| Lc 14, 12-14 |
La comida fue suculenta y dejó satisfechos a todos
los invitados. El anfitrión estaba complacido: todo había salido como quería.
Aquel banquete representaba mucho para él, pues le abría puertas a futuros
negocios, compras y nuevas relaciones económicas.
«Indudablemente, ha sido un acierto», se dijo a sí mismo.
Octavio era un personaje bien considerado. Además,
su fortuna —ya sustanciosa— crecía con cada uno de estos encuentros. Se rodeaba
de grandes inversores y destacados comerciantes, y eso le abría nuevas
oportunidades. Su rostro reflejaba una euforia incontenible. La vida le
sonreía.
Llegó la hora final. Todos se habían marchado y,
desbordado de alegría, decidió dar un paseo. La tarde, con su plácido
anochecer, invitaba a caminar y aligerar el cuerpo después de tan abundante
banquete.
Además —pensó—: «Ahora no puedo conciliar el sueño. Necesito reflexionar, y un
paseo me ayudará a poner mis ideas en orden».
Octavio estaba pletórico. Sus comidas daban buen
resultado, y sus negocios marchaban bien. Todo salía según lo planeado. Sus
invitados eran de postín, cuidadosamente elegidos para sacarles algún
rendimiento.
Iba tan contento que, al pasar junto a una terraza, le apeteció tomar un café.
Eran las siete de la tarde. La terraza estaba animada: un buen ambiente para
observar, relajarse y, tal vez, encontrar nuevas ideas.
«¡Y hasta negocio, por qué no!», pensó.
—Tengan mucho cuidado —decía Manuel a sus compañeros
tertulianos—. No busquen relaciones con el fin de obtener resultados de ellas.
Cuando hagan algo por los demás, háganlo sin interés ni recompensa.
—Pero —replicó Roberto, uno de los tertulianos— siempre te van a ofrecer algo
como agradecimiento por lo que haces.
—Sí, posiblemente —respondió Manuel—. Por eso, lo mejor y más seguro es hacerlo
por quienes no pueden pagarte.
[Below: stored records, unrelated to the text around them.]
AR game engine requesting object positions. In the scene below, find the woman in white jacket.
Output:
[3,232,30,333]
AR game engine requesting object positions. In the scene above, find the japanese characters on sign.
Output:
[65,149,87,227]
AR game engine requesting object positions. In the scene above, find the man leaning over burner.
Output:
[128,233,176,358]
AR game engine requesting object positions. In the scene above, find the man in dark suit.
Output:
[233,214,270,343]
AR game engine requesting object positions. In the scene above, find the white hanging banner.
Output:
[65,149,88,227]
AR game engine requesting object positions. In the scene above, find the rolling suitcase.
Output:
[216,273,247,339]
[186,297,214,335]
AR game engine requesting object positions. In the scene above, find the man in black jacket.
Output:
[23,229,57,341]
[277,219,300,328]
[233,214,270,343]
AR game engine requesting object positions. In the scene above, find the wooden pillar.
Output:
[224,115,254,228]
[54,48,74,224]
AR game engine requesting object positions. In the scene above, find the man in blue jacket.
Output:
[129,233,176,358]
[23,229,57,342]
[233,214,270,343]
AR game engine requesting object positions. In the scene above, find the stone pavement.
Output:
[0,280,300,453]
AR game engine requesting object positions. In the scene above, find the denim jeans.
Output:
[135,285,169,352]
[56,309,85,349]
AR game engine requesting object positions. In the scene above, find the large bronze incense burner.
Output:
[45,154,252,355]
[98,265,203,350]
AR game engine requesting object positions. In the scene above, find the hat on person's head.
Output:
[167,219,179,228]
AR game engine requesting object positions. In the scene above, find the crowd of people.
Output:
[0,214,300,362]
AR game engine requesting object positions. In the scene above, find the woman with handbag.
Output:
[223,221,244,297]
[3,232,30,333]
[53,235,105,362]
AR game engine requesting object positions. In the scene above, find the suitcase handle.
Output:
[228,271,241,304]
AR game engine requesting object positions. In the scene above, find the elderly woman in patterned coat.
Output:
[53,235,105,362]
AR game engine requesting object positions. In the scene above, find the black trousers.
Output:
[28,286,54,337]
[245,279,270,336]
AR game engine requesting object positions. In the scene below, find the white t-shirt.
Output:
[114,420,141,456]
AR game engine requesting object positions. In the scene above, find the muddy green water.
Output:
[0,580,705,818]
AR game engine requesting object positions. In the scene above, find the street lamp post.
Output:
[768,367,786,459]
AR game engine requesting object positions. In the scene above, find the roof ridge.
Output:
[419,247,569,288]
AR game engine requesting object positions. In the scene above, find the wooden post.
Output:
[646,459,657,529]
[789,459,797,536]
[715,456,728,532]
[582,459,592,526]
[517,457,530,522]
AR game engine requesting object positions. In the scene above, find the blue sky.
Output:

Jesús lo dice claramente en el evangelio (Lc 14,
12-14), cuando aconseja a uno de los principales fariseos que lo había
invitado: “Cuando des un banquete, invita a los pobres, a los lisiados, a los
cojos y a los ciegos”. Así tu invitación tendrá la recompensa eterna.
Aquellas palabras llegaron a los oídos de Octavio.
No era lo que buscaba ni deseaba oír, pero lo sorprendieron.
Se dijo: «Yo ya he recibido mi recompensa en esta vida, pero, ¿y en la otra?
¿Qué recibiré? ¿Acaso me pagarán de nuevo mis invitados?».
Levantó la cabeza, miró hacia el cielo y murmuró:
«De aquí en adelante invitaré a aquellos que no me puedan pagar».